Criminalista avalia que Supremo decidiu de acordo com o que está expressamente previsto na lei ao autorizar delegados de polícia a também fecharem negociação de colaboração com investigados

Julia Affonso e Luiz Vassallo

21 Junho 2018 | 17h30

Dr. Luiz Flávio Borges D’Urso. Foto: Clayton de Souza/Estadão

O criminalista Luiz Flávio Borges D’Urso disse nesta quinta-feira, 21, que a ‘lei não criou um monopólio do Ministério Público para fazer acordos de colaboração’. D’Urso, mestre e doutor pela USP, presidiu a Ordem dos Advogados do Brasil em São Paulo três vezes, consecutivamente.
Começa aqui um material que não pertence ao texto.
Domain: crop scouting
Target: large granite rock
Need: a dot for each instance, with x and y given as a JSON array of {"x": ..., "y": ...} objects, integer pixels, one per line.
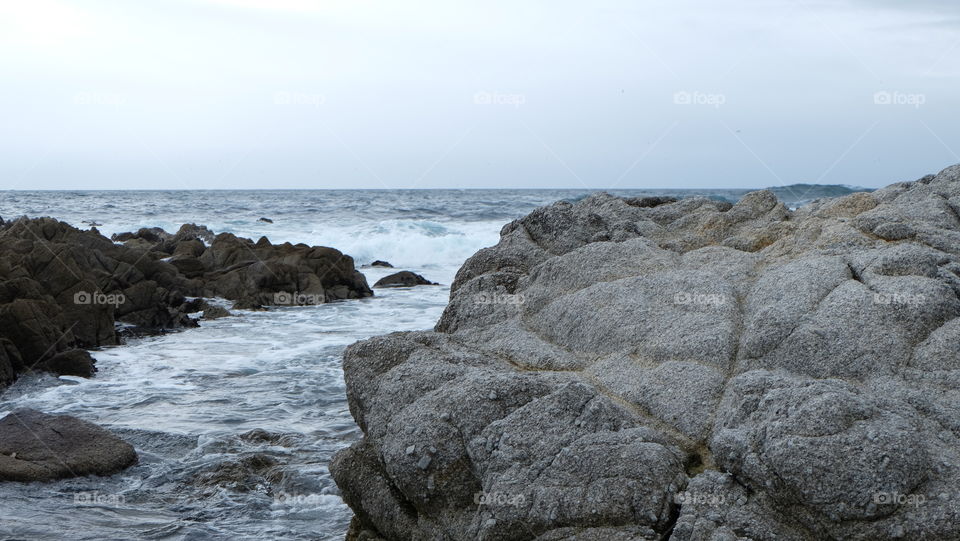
[
  {"x": 35, "y": 446},
  {"x": 640, "y": 369}
]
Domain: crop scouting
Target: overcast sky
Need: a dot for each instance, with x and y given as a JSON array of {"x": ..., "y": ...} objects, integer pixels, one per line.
[{"x": 426, "y": 94}]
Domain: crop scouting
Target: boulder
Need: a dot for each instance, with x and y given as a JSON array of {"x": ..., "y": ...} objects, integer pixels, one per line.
[
  {"x": 76, "y": 362},
  {"x": 654, "y": 369},
  {"x": 35, "y": 446},
  {"x": 63, "y": 289},
  {"x": 403, "y": 279},
  {"x": 215, "y": 312}
]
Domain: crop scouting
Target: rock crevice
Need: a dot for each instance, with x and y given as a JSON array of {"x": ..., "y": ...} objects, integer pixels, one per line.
[{"x": 684, "y": 370}]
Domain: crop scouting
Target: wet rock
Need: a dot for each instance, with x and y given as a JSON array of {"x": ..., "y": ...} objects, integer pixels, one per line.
[
  {"x": 624, "y": 369},
  {"x": 75, "y": 362},
  {"x": 403, "y": 279},
  {"x": 215, "y": 312},
  {"x": 35, "y": 446},
  {"x": 243, "y": 474}
]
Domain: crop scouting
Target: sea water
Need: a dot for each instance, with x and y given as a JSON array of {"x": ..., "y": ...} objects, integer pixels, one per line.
[{"x": 190, "y": 401}]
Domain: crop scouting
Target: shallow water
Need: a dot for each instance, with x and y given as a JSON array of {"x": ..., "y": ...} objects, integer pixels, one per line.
[{"x": 186, "y": 400}]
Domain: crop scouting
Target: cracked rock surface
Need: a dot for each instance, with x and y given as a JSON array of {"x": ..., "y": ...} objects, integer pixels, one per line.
[{"x": 685, "y": 370}]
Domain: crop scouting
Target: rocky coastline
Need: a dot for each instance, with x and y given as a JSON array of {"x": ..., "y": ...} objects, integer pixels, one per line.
[
  {"x": 626, "y": 369},
  {"x": 64, "y": 291}
]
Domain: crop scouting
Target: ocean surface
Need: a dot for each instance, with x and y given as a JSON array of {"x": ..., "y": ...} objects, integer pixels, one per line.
[{"x": 192, "y": 401}]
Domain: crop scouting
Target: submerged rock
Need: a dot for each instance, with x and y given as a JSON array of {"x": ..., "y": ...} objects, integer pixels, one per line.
[
  {"x": 35, "y": 446},
  {"x": 692, "y": 370},
  {"x": 63, "y": 289},
  {"x": 403, "y": 279}
]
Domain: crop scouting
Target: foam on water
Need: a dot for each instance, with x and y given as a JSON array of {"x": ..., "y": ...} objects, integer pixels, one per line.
[{"x": 184, "y": 399}]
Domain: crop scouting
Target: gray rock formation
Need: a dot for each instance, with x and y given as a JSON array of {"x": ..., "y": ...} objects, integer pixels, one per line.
[
  {"x": 35, "y": 446},
  {"x": 403, "y": 279},
  {"x": 638, "y": 369}
]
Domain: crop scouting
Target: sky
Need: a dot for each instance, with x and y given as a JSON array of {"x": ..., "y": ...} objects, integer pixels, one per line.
[{"x": 223, "y": 94}]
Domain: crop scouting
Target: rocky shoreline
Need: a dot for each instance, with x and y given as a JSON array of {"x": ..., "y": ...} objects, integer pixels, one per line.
[
  {"x": 64, "y": 291},
  {"x": 625, "y": 369}
]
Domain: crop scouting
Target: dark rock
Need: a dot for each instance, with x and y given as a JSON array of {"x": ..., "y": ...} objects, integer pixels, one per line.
[
  {"x": 243, "y": 474},
  {"x": 215, "y": 312},
  {"x": 247, "y": 304},
  {"x": 76, "y": 362},
  {"x": 693, "y": 371},
  {"x": 403, "y": 279},
  {"x": 62, "y": 288},
  {"x": 35, "y": 446}
]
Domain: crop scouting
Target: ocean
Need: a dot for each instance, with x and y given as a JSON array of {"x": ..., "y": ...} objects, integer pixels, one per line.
[{"x": 192, "y": 401}]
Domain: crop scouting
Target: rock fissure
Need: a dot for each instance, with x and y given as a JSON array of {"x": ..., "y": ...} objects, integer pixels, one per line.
[{"x": 758, "y": 382}]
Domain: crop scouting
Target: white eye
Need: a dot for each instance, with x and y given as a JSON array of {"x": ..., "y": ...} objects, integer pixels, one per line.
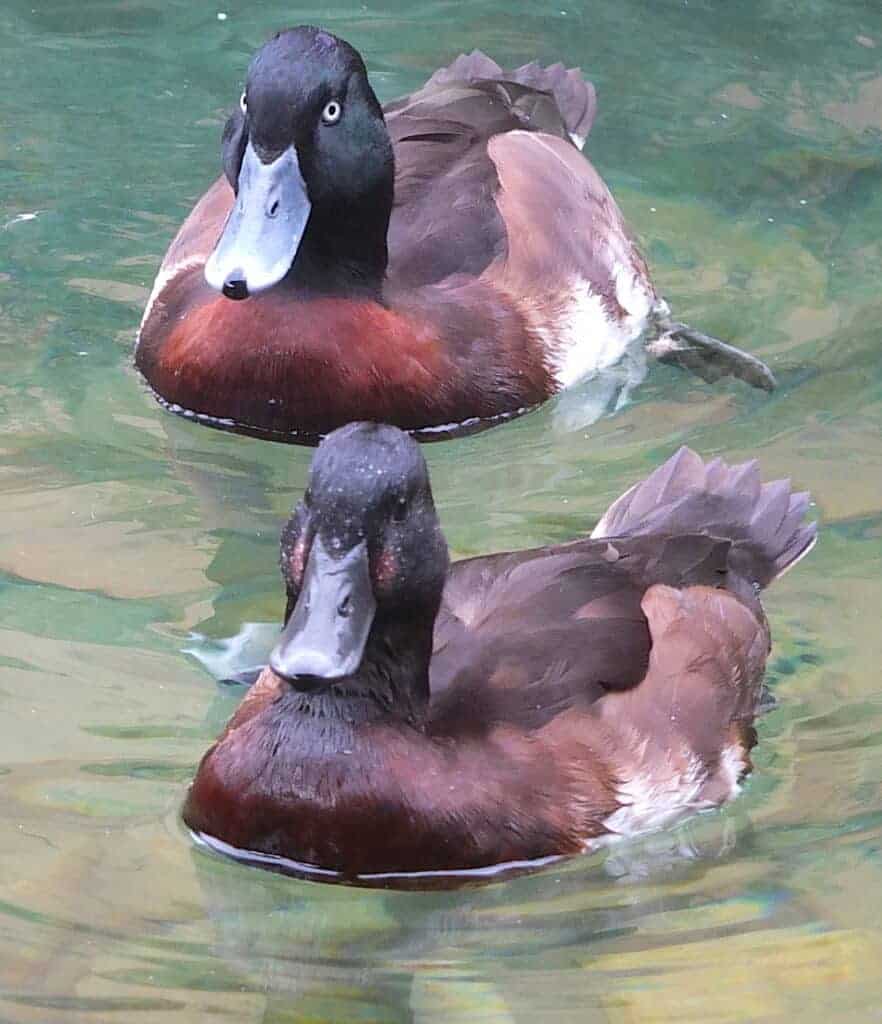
[{"x": 331, "y": 114}]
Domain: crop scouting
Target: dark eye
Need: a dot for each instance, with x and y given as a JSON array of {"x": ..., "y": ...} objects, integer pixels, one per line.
[{"x": 332, "y": 113}]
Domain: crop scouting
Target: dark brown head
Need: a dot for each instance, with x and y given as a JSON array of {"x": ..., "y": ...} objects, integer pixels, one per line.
[
  {"x": 364, "y": 562},
  {"x": 310, "y": 161}
]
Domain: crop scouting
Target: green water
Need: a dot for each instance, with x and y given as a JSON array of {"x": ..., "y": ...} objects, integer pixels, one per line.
[{"x": 744, "y": 141}]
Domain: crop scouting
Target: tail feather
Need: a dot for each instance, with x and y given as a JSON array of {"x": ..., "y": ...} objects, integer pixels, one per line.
[
  {"x": 687, "y": 496},
  {"x": 574, "y": 95}
]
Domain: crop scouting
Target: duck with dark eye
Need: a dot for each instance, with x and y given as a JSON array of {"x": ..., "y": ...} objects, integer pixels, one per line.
[
  {"x": 449, "y": 260},
  {"x": 420, "y": 717}
]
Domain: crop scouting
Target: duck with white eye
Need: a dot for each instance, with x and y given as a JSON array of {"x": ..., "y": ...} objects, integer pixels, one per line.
[{"x": 267, "y": 221}]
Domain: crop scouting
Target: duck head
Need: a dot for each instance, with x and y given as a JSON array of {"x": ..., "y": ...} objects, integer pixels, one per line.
[
  {"x": 364, "y": 562},
  {"x": 310, "y": 162}
]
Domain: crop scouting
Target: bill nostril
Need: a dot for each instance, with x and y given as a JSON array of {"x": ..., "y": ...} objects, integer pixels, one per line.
[{"x": 236, "y": 287}]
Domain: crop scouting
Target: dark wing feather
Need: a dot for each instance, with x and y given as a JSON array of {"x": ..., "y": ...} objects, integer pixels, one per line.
[
  {"x": 445, "y": 220},
  {"x": 522, "y": 637}
]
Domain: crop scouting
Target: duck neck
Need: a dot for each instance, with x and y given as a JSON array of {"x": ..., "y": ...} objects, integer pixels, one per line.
[
  {"x": 344, "y": 250},
  {"x": 390, "y": 685}
]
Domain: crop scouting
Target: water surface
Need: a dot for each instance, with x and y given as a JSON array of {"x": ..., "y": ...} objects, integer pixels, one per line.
[{"x": 744, "y": 142}]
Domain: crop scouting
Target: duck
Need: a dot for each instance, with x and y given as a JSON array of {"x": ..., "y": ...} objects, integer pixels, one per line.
[
  {"x": 443, "y": 263},
  {"x": 420, "y": 719}
]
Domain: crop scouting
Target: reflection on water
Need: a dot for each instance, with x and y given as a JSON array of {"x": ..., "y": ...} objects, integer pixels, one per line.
[{"x": 743, "y": 141}]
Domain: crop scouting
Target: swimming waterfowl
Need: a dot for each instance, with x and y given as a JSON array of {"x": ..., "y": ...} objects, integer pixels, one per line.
[
  {"x": 424, "y": 717},
  {"x": 449, "y": 260}
]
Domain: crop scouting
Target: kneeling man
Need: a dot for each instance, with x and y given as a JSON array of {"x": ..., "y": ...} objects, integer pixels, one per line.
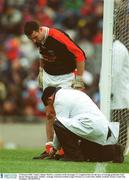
[{"x": 81, "y": 129}]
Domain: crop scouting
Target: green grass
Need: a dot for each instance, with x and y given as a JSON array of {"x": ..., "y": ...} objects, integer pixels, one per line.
[{"x": 20, "y": 161}]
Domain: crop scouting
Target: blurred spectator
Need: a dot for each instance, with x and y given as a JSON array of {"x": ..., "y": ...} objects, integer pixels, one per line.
[{"x": 11, "y": 19}]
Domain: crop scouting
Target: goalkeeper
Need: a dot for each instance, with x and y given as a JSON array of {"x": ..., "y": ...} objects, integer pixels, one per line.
[
  {"x": 60, "y": 58},
  {"x": 81, "y": 129}
]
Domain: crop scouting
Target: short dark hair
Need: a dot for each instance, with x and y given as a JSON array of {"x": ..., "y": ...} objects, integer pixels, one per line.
[
  {"x": 31, "y": 26},
  {"x": 47, "y": 93}
]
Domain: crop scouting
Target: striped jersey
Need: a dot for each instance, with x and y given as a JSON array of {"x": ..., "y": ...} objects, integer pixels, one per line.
[{"x": 59, "y": 53}]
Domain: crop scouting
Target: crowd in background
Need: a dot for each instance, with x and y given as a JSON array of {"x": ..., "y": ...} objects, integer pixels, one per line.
[{"x": 19, "y": 59}]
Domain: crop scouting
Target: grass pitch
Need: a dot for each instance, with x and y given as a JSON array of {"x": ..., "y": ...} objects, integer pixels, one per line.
[{"x": 20, "y": 161}]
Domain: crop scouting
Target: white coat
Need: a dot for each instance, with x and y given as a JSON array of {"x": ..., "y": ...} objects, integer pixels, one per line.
[
  {"x": 78, "y": 113},
  {"x": 120, "y": 76}
]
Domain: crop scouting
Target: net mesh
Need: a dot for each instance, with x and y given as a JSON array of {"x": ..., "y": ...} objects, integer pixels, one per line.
[{"x": 121, "y": 32}]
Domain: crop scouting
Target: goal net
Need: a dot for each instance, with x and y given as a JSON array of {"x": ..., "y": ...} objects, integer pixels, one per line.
[
  {"x": 120, "y": 108},
  {"x": 115, "y": 76}
]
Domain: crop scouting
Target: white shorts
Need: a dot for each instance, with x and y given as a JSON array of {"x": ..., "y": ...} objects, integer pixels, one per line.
[{"x": 64, "y": 81}]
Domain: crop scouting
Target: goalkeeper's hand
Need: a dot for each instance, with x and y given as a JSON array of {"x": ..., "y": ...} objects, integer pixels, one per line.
[
  {"x": 40, "y": 77},
  {"x": 78, "y": 83}
]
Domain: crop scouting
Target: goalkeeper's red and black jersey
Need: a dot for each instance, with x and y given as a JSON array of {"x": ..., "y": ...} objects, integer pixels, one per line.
[{"x": 60, "y": 53}]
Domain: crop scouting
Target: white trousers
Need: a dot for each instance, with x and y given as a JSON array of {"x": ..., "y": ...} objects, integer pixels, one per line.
[{"x": 64, "y": 81}]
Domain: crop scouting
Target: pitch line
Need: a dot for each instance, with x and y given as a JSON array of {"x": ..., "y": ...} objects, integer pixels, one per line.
[{"x": 100, "y": 168}]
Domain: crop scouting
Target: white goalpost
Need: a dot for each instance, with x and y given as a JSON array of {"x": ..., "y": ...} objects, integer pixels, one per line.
[
  {"x": 105, "y": 83},
  {"x": 114, "y": 97}
]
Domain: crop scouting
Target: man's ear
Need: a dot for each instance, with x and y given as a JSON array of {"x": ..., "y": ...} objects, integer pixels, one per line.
[{"x": 50, "y": 99}]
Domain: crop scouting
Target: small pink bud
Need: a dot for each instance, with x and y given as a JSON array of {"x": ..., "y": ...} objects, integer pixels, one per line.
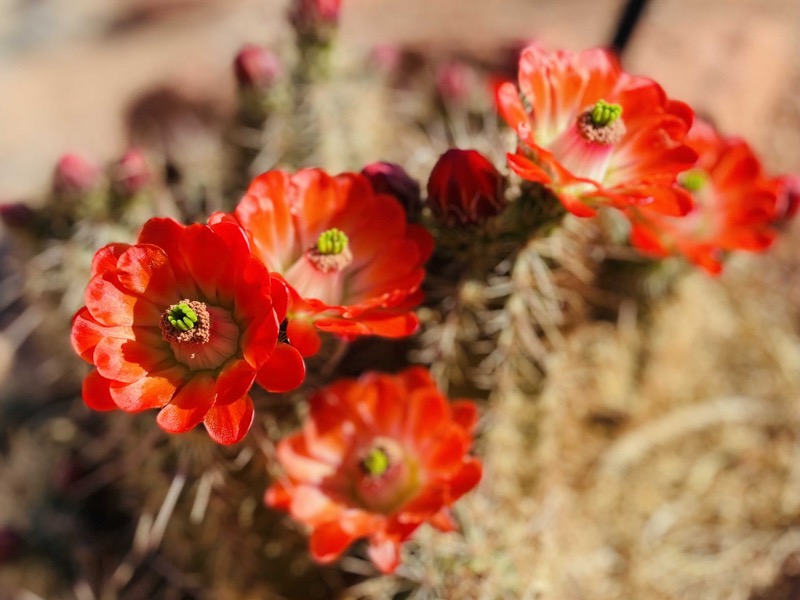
[
  {"x": 74, "y": 175},
  {"x": 453, "y": 80},
  {"x": 308, "y": 15},
  {"x": 464, "y": 187},
  {"x": 387, "y": 57},
  {"x": 16, "y": 215},
  {"x": 256, "y": 67},
  {"x": 130, "y": 174},
  {"x": 389, "y": 178}
]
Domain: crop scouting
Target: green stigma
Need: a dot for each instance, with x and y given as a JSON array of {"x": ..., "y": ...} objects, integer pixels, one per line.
[
  {"x": 604, "y": 113},
  {"x": 693, "y": 180},
  {"x": 182, "y": 317},
  {"x": 376, "y": 463},
  {"x": 332, "y": 242}
]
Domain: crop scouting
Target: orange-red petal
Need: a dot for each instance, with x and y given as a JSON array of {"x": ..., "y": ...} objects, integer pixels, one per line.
[
  {"x": 189, "y": 406},
  {"x": 228, "y": 424},
  {"x": 284, "y": 371}
]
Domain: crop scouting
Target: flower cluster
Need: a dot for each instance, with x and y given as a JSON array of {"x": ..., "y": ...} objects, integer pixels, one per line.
[
  {"x": 597, "y": 136},
  {"x": 352, "y": 262},
  {"x": 734, "y": 205},
  {"x": 190, "y": 317}
]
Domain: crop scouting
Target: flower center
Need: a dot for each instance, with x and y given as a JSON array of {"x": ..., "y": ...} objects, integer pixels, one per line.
[
  {"x": 186, "y": 322},
  {"x": 331, "y": 253},
  {"x": 694, "y": 180},
  {"x": 602, "y": 123},
  {"x": 386, "y": 476},
  {"x": 376, "y": 462}
]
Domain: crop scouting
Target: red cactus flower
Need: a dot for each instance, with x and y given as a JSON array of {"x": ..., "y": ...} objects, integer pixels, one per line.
[
  {"x": 184, "y": 320},
  {"x": 596, "y": 135},
  {"x": 464, "y": 187},
  {"x": 377, "y": 458},
  {"x": 788, "y": 198},
  {"x": 353, "y": 264},
  {"x": 734, "y": 205}
]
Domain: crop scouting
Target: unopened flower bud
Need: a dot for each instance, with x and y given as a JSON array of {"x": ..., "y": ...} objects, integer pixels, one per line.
[
  {"x": 256, "y": 67},
  {"x": 389, "y": 178},
  {"x": 464, "y": 187},
  {"x": 74, "y": 175},
  {"x": 16, "y": 215},
  {"x": 307, "y": 15},
  {"x": 10, "y": 544},
  {"x": 453, "y": 81},
  {"x": 130, "y": 174}
]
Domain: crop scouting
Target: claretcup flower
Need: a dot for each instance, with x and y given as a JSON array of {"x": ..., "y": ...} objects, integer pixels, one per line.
[
  {"x": 352, "y": 262},
  {"x": 465, "y": 188},
  {"x": 184, "y": 321},
  {"x": 377, "y": 458},
  {"x": 788, "y": 197},
  {"x": 734, "y": 205},
  {"x": 596, "y": 135}
]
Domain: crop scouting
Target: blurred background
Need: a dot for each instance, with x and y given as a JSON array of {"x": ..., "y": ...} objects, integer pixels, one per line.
[
  {"x": 658, "y": 459},
  {"x": 70, "y": 72}
]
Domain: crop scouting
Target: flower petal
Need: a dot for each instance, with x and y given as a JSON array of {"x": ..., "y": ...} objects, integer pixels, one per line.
[
  {"x": 384, "y": 551},
  {"x": 284, "y": 371},
  {"x": 95, "y": 392},
  {"x": 105, "y": 259},
  {"x": 111, "y": 304},
  {"x": 328, "y": 541},
  {"x": 128, "y": 360},
  {"x": 228, "y": 424},
  {"x": 145, "y": 270},
  {"x": 234, "y": 381},
  {"x": 189, "y": 406},
  {"x": 153, "y": 391},
  {"x": 303, "y": 336}
]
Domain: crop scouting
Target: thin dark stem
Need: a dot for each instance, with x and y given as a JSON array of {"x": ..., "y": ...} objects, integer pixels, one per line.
[{"x": 628, "y": 20}]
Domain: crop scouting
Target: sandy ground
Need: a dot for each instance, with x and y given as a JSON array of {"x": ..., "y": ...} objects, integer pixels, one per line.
[{"x": 67, "y": 74}]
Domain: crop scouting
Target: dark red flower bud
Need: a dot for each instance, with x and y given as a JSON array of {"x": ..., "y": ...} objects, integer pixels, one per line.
[
  {"x": 464, "y": 187},
  {"x": 10, "y": 544},
  {"x": 389, "y": 178},
  {"x": 131, "y": 174},
  {"x": 74, "y": 175},
  {"x": 16, "y": 214},
  {"x": 256, "y": 67}
]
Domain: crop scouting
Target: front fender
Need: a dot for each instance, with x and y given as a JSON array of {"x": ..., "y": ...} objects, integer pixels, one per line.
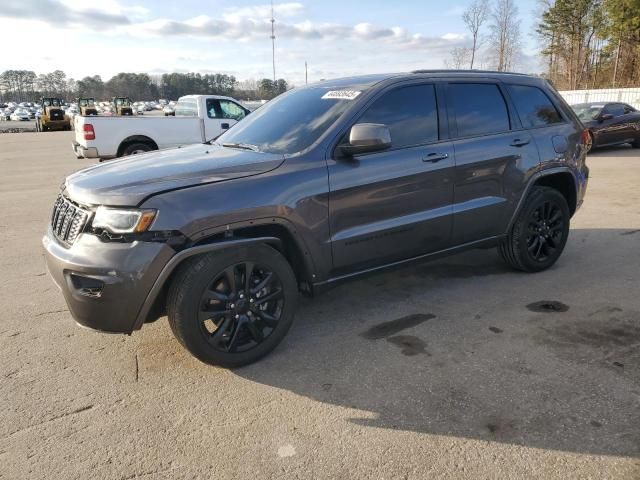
[{"x": 183, "y": 255}]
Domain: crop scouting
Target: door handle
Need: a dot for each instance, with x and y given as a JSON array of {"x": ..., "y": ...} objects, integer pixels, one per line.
[
  {"x": 435, "y": 157},
  {"x": 520, "y": 142}
]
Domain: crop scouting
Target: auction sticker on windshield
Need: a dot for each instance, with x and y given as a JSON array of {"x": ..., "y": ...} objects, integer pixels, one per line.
[{"x": 341, "y": 94}]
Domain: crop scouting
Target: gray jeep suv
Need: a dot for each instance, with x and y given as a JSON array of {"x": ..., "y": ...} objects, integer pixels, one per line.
[{"x": 321, "y": 184}]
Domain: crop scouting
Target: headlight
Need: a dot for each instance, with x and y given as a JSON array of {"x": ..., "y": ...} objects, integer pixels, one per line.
[{"x": 120, "y": 220}]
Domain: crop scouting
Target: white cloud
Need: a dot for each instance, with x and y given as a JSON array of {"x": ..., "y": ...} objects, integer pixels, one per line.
[
  {"x": 453, "y": 36},
  {"x": 264, "y": 11}
]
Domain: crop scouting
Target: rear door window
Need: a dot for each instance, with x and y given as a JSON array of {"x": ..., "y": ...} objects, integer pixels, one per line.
[
  {"x": 533, "y": 106},
  {"x": 615, "y": 109},
  {"x": 479, "y": 108},
  {"x": 187, "y": 108},
  {"x": 410, "y": 113}
]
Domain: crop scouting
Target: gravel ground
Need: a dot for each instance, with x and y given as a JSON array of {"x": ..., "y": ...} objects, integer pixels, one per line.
[{"x": 447, "y": 369}]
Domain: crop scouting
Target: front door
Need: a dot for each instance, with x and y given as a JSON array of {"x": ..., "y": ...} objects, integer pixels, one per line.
[
  {"x": 221, "y": 114},
  {"x": 395, "y": 204}
]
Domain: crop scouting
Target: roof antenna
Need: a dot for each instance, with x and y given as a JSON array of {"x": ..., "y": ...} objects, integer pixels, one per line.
[{"x": 273, "y": 43}]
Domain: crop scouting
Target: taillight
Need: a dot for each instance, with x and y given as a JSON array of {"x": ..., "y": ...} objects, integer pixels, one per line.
[{"x": 89, "y": 134}]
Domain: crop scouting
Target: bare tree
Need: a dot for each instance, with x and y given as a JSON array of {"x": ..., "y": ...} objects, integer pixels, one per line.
[
  {"x": 505, "y": 34},
  {"x": 458, "y": 57},
  {"x": 474, "y": 17}
]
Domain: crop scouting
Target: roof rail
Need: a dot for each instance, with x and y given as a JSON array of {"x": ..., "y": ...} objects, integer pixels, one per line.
[{"x": 466, "y": 71}]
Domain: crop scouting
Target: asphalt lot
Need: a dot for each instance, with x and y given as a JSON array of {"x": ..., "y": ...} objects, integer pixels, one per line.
[{"x": 483, "y": 387}]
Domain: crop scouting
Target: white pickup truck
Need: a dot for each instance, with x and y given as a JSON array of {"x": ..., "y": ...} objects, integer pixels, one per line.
[{"x": 198, "y": 119}]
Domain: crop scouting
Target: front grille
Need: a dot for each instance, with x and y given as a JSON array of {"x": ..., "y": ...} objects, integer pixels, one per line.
[{"x": 67, "y": 220}]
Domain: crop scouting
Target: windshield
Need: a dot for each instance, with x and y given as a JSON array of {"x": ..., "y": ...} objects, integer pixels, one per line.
[
  {"x": 587, "y": 111},
  {"x": 291, "y": 122}
]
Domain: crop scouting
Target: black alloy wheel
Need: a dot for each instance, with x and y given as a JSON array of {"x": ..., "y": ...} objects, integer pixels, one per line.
[
  {"x": 545, "y": 229},
  {"x": 540, "y": 231},
  {"x": 232, "y": 307},
  {"x": 241, "y": 307}
]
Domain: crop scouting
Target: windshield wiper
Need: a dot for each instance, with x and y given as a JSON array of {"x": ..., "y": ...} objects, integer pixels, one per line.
[{"x": 243, "y": 146}]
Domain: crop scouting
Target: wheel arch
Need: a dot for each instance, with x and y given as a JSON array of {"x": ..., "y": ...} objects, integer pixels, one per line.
[
  {"x": 564, "y": 183},
  {"x": 153, "y": 306},
  {"x": 274, "y": 232},
  {"x": 561, "y": 179},
  {"x": 135, "y": 139}
]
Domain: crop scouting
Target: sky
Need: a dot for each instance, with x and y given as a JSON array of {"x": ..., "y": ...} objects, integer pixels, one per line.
[{"x": 336, "y": 38}]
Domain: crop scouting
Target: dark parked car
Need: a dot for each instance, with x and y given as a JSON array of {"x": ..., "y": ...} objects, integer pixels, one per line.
[
  {"x": 321, "y": 184},
  {"x": 610, "y": 123}
]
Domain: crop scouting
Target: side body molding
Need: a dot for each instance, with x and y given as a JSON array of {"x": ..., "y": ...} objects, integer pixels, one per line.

Em sua avaliação, o Supremo decidiu ‘de acordo com o que está expressamente previsto na lei’ ao autorizar delegados da Polícia Federal e das Polícias Civis em todos o País a também fecharem acordos de delação premiada com investigados.

A decisão do Supremo foi tomada na sessão plenária de quarta, 20. Por 10 votos a um, a Corte máxima encerrou o julgamento da Ação Direta de Inconstitucionalidade (ADI) 5508 e considerou constitucional a possibilidade de delegados de polícia realizarem acordos na fase do inquérito policial.

Com apenas um voto divergente, do ministro Edson Fachin – relator da Lava Jato na Corte -, os outros dez magistrados julgaram improcedente a ação, na qual o Ministério Público Federal, via Procuradoria-Geral da República, questionava dispositivos da Lei 12.850/2013, que disciplina os acordos dessa natureza.

“O Supremo decidiu de acordo com o que está expressamente previsto na lei, pois é a própria lei que autoriza, além do Ministério Público, também o delegado de Polícia, a firmar o acordo de delação premiada”, considera D’Urso.

O criminalista assinala que ‘a resistência do Ministério Público, para tentar impedir o delegado de Polícia celebrar o acordo de delação, não se justifica, pois, nesse caso, o Ministério Público também intervém e o Judiciário é que irá homologar, tudo conforme determinou o legislador’.

“Também não se justificaria criar um monopólio do Ministério Público sobre os acordos de cooperação, que a lei não criou.”

Luiz Flávio Borges D’Urso observa, ainda, que ‘convém lembrar que o Judiciário não está obrigado a homologar o acordo, seja ele feito pelo Ministério Público ou pela Polícia, exercendo assim, o controle sobre a forma e o conteúdo do pacto’.